Saturday, September 24, 2011

Found Abandoned

One of the advantages of being a studio photographer is that you get a range of jobs. This may or not be good in terms of working, for example, This time of year is school photo time and this week I was given several of these school jobs. The down side is that you may be required to travel and have to carry a portable studio along with you; the upside is it helps the expense sheet…. This past week I have been working down state, south of Kingston, New York State, in the Catskill Mountains some 100 miles from home so with a 5am start and getting home at 6pm, it has not left me much time to sit down and write for my blog. Mother nature wasn't kind to me making sure sunrise came after I arrived at the school and ensuring rain was falling on my return journeys, making photographing the mountains almost impossible.


On Friday I was traveling home on a back road when I noticed some abandoned rail cars at the side of the road. With my love of things abandoned, I pulled over in a convenient space at the roadside and took some photos. With the pouring rain and me huddled under a very large umbrella camera round my neck, some passing motorists looked at me as though I had just escaped from the local asylum.

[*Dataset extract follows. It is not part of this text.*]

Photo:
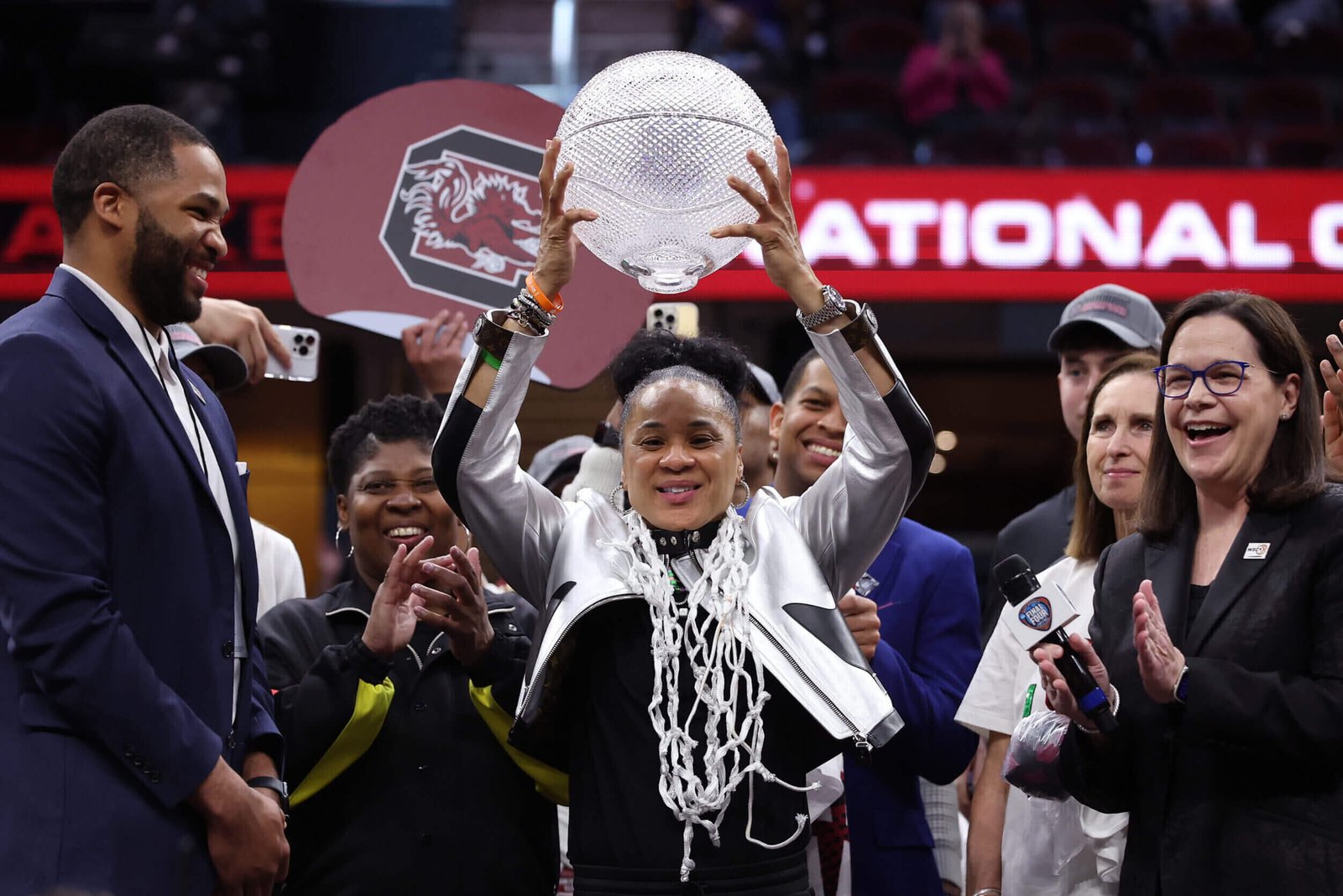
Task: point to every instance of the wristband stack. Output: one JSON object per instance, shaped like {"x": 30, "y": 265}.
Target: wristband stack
{"x": 534, "y": 309}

A marker tells the public that this was once part of the O&W Railroad.


The Ontario and Western Railway, was a regional railroad with origins in 1868, the last passenger train departed Kingston for Oneonta in 1954, the company then lasted until 1957 when it was ordered liquidated. The O&W holds the distinction of being the first major U.S. railroad to be abandoned in its entirety. The railroad began life as the New York and Oswego Midland Railroad in 1868. Its mainline ran from Weehawken, New Jersey to Oswego, New York, a port city on Lake Ontario. It had branch lines to Scranton, Pennsylvania; Kingston, Port Jervis, Monticello, Delhi, Utica, and Rome in New York. The part south of Cornwall, New York was operated over the New York Central Railroad's West Shore Railroad via trackage rights.

It was obvious that the rail cars had been there for some time… and even more amazing was that they were on both sides of the busy Rt 209 and the rails were still across the road. The Catskills Mountain Railroad now appear to own these abandoned cars…In 2008, CMR volunteers rebuilt and reopened the first sections of track in downtown Kingston and introduced the Kingston City Shuttle. With the goal of crossing the Esopus River and climbing Mount Hurley to reach the Ashokan reservoir, volunteers rebuilt almost two miles of track through the historic city of Kingston. The section by route 209 was left as was and today is the start of a public/county rail history trail.







Having taken the rail cars, I noticed the Esopus Creek was next to me. Even two weeks after Hurricane Irene, the creek was still many times its normal width, normally the creek is clear water maybe 20 feet wide, a pretty looking watercourse, today it was still over 100 feet wide and a muddy brown colour. Looking at the fields along the creek, one could see the damage to farmland that Irene caused. There were acres and acres of what three weeks ago before the storms had been corn almost ready for harvest and which were now little more than stalks in a muddy landscape.